Summary:

A pithy yet incisive analysis of the popularity of online dating, from Rufus Griscom, founder of Nerve and chair of Spring Street Networks.…

A pithy yet incisive analysis of the popularity of online dating, from Rufus Griscom, founder of Nerve and chair of Spring Street Networks. The company provides syndicated personals to sites such as Salon.com, TheOnion.com, among others. According to Griscom, the service now doubles in size every five months and a million people have signed on in the past year and a half alone.

“Most of us who have found our soul mates relied on the randomness of the bar scene or the party circuit or life in general. This serendipity is culturally important–we have a collective investment in the idea that love is a chance event, and often it is. But serendipity is the hallmark of inefficient markets, and the marketplace of love, like it or not, is becoming more efficient.”

On a tangential note, mark my words: there will be a backlash against online dating, maybe a year from now, maybe later.

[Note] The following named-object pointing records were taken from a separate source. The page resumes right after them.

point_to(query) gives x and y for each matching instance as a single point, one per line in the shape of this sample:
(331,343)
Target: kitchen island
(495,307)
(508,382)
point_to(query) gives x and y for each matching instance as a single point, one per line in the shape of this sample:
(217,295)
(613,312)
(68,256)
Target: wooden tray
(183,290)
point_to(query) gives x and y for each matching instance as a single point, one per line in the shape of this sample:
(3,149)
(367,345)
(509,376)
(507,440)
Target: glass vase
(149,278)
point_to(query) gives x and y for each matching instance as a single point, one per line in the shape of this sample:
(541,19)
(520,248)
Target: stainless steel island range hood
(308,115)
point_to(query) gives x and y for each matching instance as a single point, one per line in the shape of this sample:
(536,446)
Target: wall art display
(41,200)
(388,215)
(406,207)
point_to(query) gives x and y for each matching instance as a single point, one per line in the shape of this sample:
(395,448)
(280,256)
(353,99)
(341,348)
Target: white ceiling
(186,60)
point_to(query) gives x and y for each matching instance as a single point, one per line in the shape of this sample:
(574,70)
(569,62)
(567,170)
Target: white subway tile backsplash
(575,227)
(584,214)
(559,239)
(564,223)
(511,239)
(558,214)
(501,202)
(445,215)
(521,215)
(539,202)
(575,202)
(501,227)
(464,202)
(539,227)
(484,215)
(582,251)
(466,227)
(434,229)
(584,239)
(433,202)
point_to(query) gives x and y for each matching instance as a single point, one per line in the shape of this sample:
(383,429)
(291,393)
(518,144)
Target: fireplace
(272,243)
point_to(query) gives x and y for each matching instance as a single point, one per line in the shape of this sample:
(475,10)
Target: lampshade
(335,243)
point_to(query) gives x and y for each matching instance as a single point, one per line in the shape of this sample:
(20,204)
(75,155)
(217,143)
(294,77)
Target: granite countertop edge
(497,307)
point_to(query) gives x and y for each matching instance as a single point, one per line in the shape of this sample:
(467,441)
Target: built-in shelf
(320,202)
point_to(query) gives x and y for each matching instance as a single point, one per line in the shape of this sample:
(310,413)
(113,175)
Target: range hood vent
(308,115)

I call it the “online dating fatigue.” Evidence? Ask the number of people who have actually taken down their personal ads from sites such as Nerve.com, especially in a place like New York City. And I am not sure if the rather literary, edgy New York attitude of Nerve personals is transferable to the hinterlands. But then, I am beginning to sound like one of those BBS academics that cried foul on the “commercialization of the Internet”, or the Salon.com readers who protested the site turning subscription.

And I may be completely wrong on this, ’cause from what I know, they used to say that about “Seinfeld” as well. That my friends here in India absolutely devour syndicated re-runs of Seinfeld is a phenomenon that seems so much like a pop-culture’s no-man’s-land.